Using CDC Replication with IBM IBM DataStage
As part of the configuration process in Management Console, you can generate a definition file (*.dsx) that is imported into IBM® DataStage®.
To generate a IBM DataStage definition file, you must complete the configuration steps in Management Console.
The .dsx definition file you generate in Management Console and import into IBM DataStage contains the information that is used to re-create columns in IBM DataStage based on the data types of the source columns as determined by your table mapping choices. The .dsx file also contains information on which of the connection methods that you select when you map your tables. For V11.4 and later the supported connection type is Flat File, which uses a file system to deposit source changes for IBM DataStage to retrieve.
Flat files are sent to IBM DataStage by CDC Replication when either data limits are reached (determined by the Batch Size Threshold settings that you indicated in the IBM DataStage Properties dialog box in Management Console after mapping your tables) or when a refresh or mirroring operation ends.

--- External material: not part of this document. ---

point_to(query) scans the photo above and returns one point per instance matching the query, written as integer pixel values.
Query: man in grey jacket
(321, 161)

Understanding the Flat File workflow
- SPFolderPath
- The full path name for the folder that IBM DataStage searches for the source flat files created by the CDC Replication Engine for InfoSphere® DataStage.
- SPFileNamePattern
- The file name pattern used to identify the source flat files created by the CDC Replication Engine for InfoSphere DataStage.
- SPEndFileNamePattern
- the file name thatIBM DataStage creates when subscriptions stop mirroring. The name of this file signals IBM DataStage to stop. If you do not want IBM DataStage to stop, you can change the name of the file with this parameter.

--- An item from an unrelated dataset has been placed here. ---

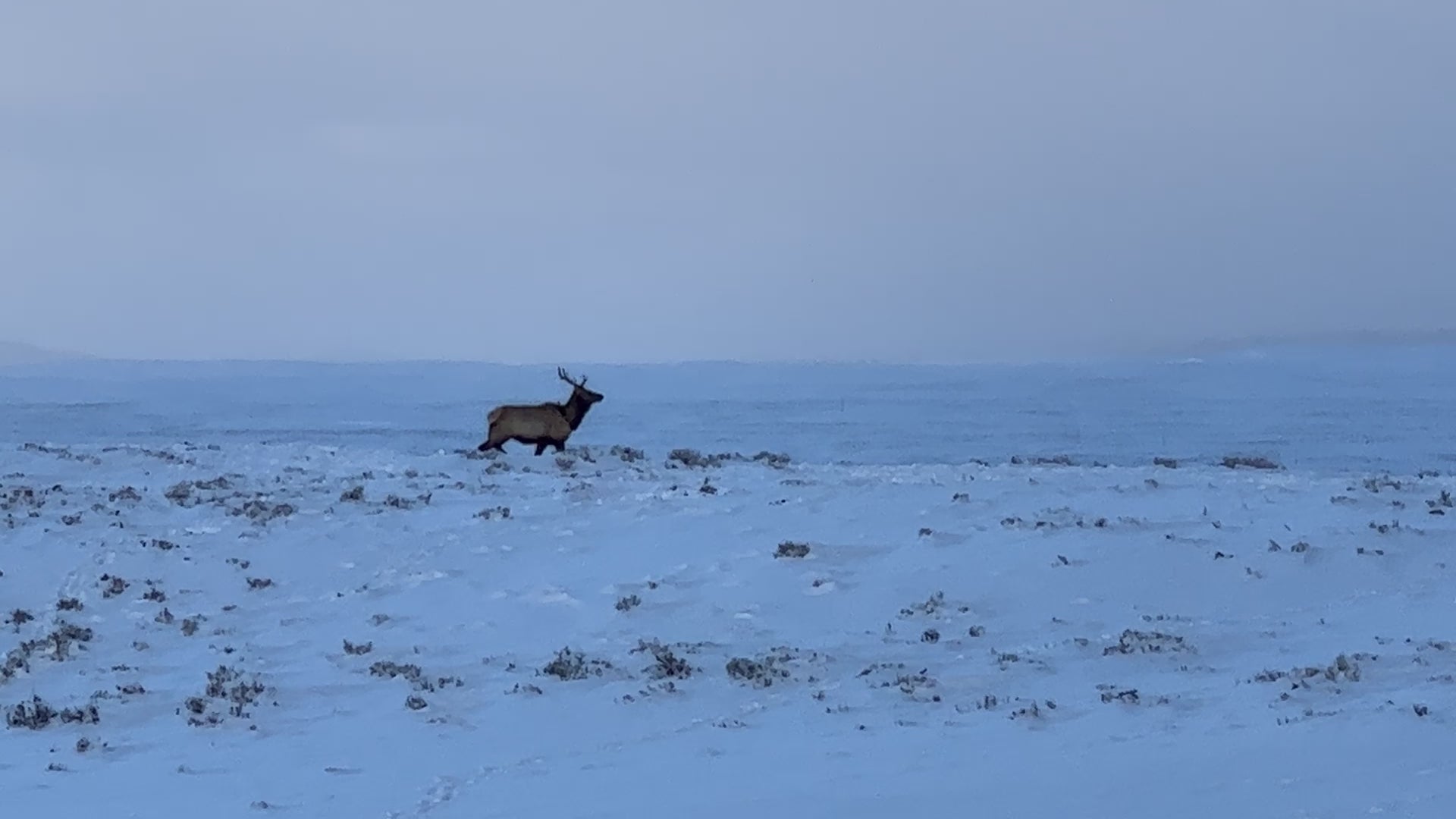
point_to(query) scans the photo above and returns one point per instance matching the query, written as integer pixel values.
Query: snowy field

For the Flat File connection method, CDC Replication creates units of work that will be picked up and processed by IBM DataStage. The process begins once a refresh or mirroring operation begins, and the CDC Replication Engine for InfoSphere DataStage starts writing change information to temporary data files for only those tables in the subscription for which there are changes. Once the Batch Size Threshold limits (or the Time Limit Threshold limit, whichever comes first) are met, the CDC Replication Engine for InfoSphere DataStage hardens the temporary data files at the subscription level with timestamps in the filenames and saves them to the flat file location. No data files are produced for tables that have no changes. Once the refresh or mirroring operation is ended, <TABLE_NAME>.STOPPED files, which serve as status flags, are produced for each table in the subscription, then the bookmark is updated. These files are ready for consumption by the IBM DataStage job.
- On the computer where the source database is installed, the CDC Replication Engine for InfoSphere DataStage service for the database reads the transaction log to capture changes.

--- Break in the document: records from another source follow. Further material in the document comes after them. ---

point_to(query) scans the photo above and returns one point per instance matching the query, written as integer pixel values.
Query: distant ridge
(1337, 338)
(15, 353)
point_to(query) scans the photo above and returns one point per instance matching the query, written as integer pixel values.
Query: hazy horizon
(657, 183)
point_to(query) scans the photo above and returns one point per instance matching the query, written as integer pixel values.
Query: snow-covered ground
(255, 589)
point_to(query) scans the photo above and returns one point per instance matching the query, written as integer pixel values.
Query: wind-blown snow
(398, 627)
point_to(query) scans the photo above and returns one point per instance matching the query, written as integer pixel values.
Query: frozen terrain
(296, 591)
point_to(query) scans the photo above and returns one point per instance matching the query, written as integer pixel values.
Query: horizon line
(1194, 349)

- The CDC Replication Engine for InfoSphere DataStage server transfers the change data according to the replication definition.
- The CDC Replication Engine for InfoSphere DataStage server hardens the files and deposits them in the flat file location.
- The IBM DataStage sequential file reader retrieves the flat files as part of an IBM DataStage job and transforms them.
- The IBM DataStage sequential file reader deposits the transformed flat files in the new flat file location.